My breakdown. Other than what qhn mentioned about some apps simply need a swapfile. So good reason to have. I am not certain but I do know Windows limits how much RAM applications can use so that is why swapfile is necessary. Photoshop is one I have been told wants a swapfile.
What do you have to lose using swapfile? For me 6GB of HDD space? Now a days if you can't spare 6GB HDD space your problems are bigger than to use swapfile or not.
Misconceptions on swapfile. If enabled Windows will use and that will slow down system. Not true Windows will not put things in swapfile that would stay in RAM if no swap file. So without swapfile it goes away. That leads to two things both negative for system performance. #1 application needs something not in RAM no swapfile system crashes, #2 not having in swapfile would retard performance if somehow you did not crash.
On fixed size? Yea sounds good avoid fragmentation? Good until you understand how it works. Nothing gets in the way of great progress like knowledge and common sense. OK I have 4GB RAM I installed OS manages swapfile. Reserves 6GB of HDD space for swapfile. This will not fragment it is fixed by Windows. Now by letting Windows manage if Windows decides it needs more it can. I guess yea it might "fragment" but really think non contiguous is a better term. So you set a fixed yea it is not fragmented but is it better to no have if needed or have but non contiguous? Yea non contiguous is better than nothing.
The proponents of no swapfile and fixed size swapfile. While with all the RAM we have do have a point on not being needed on a pure size perspective. They lack the understanding that some applications simply need to run. On their point that disabling improves or could improve defies all logic. Windows does not move the most likely needed instructions or data to the swapfile. regardless of if swapfile is enabled or not, what would of gone to the swapfile will not be there if swapfile is disabled. Windows uses algorithms to determine what might and might not be needed. This decision is not based on if there is a swapfile or not. These same algorithms are used to migrate the important back to the front. So if Windows has expanded swapfile to the non contiguous if needed it migrates back to the front, first going to the swap then RAM or skipping that order and going from extended swapfile straight to RAM. How would not having improve performance?

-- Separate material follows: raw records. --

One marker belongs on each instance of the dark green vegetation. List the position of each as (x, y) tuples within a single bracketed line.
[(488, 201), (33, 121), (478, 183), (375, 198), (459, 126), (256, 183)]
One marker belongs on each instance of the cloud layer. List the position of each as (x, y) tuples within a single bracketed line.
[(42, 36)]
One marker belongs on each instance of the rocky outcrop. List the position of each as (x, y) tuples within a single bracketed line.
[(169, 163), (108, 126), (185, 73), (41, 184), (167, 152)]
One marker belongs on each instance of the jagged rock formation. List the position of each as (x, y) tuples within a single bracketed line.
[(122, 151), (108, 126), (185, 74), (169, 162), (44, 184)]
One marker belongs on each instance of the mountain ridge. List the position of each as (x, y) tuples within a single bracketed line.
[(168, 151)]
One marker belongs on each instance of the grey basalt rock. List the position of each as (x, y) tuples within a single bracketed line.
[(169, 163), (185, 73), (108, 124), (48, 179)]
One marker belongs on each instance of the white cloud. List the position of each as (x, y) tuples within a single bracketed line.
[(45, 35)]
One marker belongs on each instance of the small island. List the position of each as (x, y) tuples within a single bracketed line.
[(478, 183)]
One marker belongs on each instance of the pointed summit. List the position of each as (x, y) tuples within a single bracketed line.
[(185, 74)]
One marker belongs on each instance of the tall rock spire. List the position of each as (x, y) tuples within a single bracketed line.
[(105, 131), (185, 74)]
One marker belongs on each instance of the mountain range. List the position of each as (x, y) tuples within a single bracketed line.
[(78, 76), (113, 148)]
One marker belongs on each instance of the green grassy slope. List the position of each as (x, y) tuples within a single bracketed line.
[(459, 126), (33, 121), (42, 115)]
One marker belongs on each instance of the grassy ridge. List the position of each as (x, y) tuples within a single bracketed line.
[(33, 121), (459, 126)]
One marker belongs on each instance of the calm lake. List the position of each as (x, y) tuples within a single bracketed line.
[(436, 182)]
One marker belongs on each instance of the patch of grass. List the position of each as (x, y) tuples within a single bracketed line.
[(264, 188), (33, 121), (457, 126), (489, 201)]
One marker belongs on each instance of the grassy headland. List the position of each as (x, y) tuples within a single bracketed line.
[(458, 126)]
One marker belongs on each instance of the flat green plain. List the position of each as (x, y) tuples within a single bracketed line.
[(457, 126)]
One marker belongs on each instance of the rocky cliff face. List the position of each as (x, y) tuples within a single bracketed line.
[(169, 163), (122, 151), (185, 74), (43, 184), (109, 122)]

Unless you can't spare 8GB of HDD space disabling swapfile is foolish. Also how would disabling something that has zero affect on what stays in RAM would improve performance is just obtuse.
This is not the first thread I have been involved in on this subject. The disable swapfile crowd comes in and says yea it helps. They have never provided any demonstrable or empirical evidence or logical explanation as to why it would. People with much more advanced knowledge than I cut them down, and they tend to go away.
Oh and as qhn said you do not want to partition swapfile unless a different physical disk than OS. Doing on a logical partition (same physical disk) can/will lead to thrashing, not good for HDD or performance.
Wow I feel better got that off my chest.